It has been nearly 10 years now since I discovered my wife's affair, which she ended immediately. I've tried to be an ambassador for hope and what God can do in the direst of circumstances. I remain glad that we decided not to divorce after the affair, and that God helped us follow through on that commitment.
Honestly, though, sometimes I think it would have been easier if we had not stayed together. Not better, mind you, but easier. The affair still rears its ugly head on occasion. I still, after this much time, bear the scars. I have friends who split up after an affair and moved on to new marriages. I'm not saying that the affairs were not tough on them, but I have a feeling that it may be easier for those guys to put it behind them, as much as is possible. When both parties choose to salvage the marriage, the affair just doesn't go away. Something triggers a memory. A minor slight has greater significance. No matter how much time has passed, you know she has done it once and could do it again. Of course, anyone is capable of cheating, but going through it once provides irrefutable proof.

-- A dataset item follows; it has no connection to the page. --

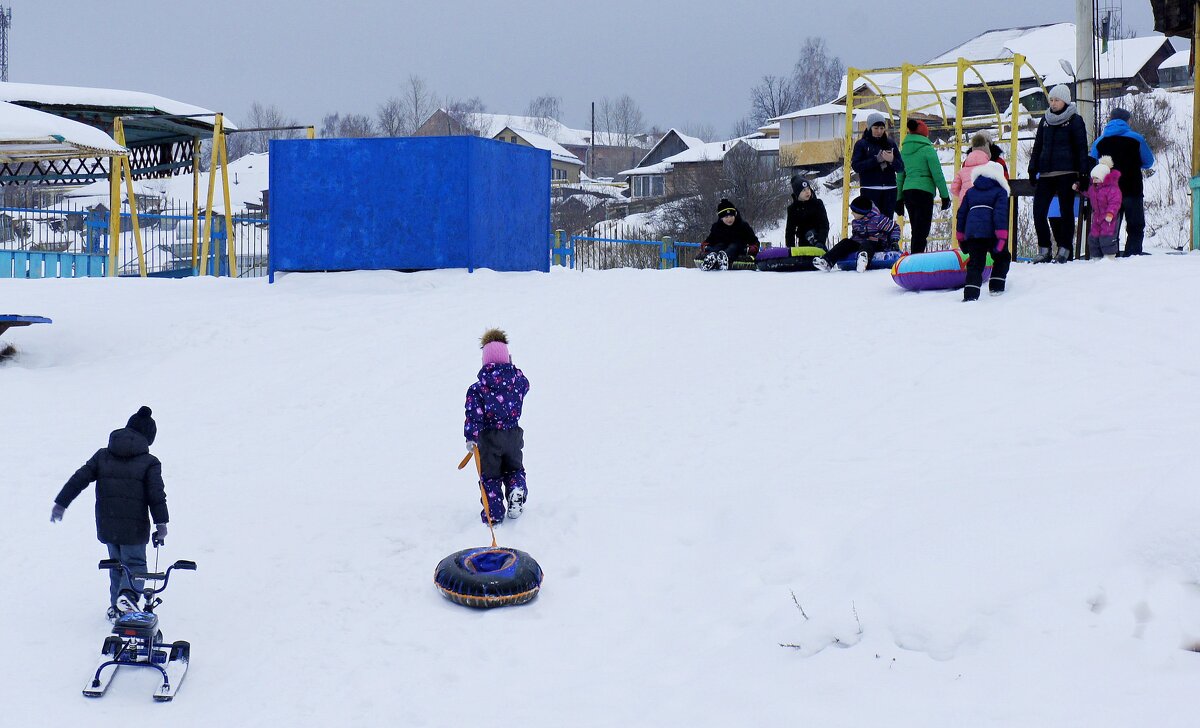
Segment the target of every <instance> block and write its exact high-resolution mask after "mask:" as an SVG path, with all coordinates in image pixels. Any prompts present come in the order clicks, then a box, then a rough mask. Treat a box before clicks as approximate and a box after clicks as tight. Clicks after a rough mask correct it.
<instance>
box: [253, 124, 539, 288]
mask: <svg viewBox="0 0 1200 728" xmlns="http://www.w3.org/2000/svg"><path fill="white" fill-rule="evenodd" d="M270 164H271V170H270V174H271V245H270V248H269V252H268V255H269V263H268V271H269V275H270V276H274V275H275V271H334V270H364V269H367V270H384V269H396V270H425V269H442V267H468V269H474V267H490V269H493V270H500V271H529V270H538V271H548V270H550V152H547V151H544V150H539V149H533V148H528V146H518V145H516V144H508V143H504V142H494V140H491V139H480V138H478V137H409V138H398V139H394V138H384V139H379V138H376V139H311V140H310V139H281V140H272V142H271V162H270Z"/></svg>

I don't know -- recent spats that ought to be forgotten as quickly as they come up seem to have bothered me more than they should. I still struggle with insecurity, with trust, with daily forgiveness. At the moment, I am a little depressed that a ten-year-old affair is still such a part of our lives. It is only a small fraction of what it once was, but still there nonetheless.
I just have to remind myself that I made a commitment -- not only when we first married, but again when we decided to stick together after the affair. It was the right decision for us, and I'm glad we made it. Of course it's hard -- marriage is hard, period, even without contending with an affair. If I thought that surviving an affair would bring us so close that we would never have problems, that I could develop selective amnesia, that she would be so greatful for my forgiveness that she would never disrespect me, or that all our problems (including those unrelated to the affair) would suddenly be over . . . well, that was rather deluded of me.
You go to school when your partner has an affair. You learn a lot, but you never, ever graduate.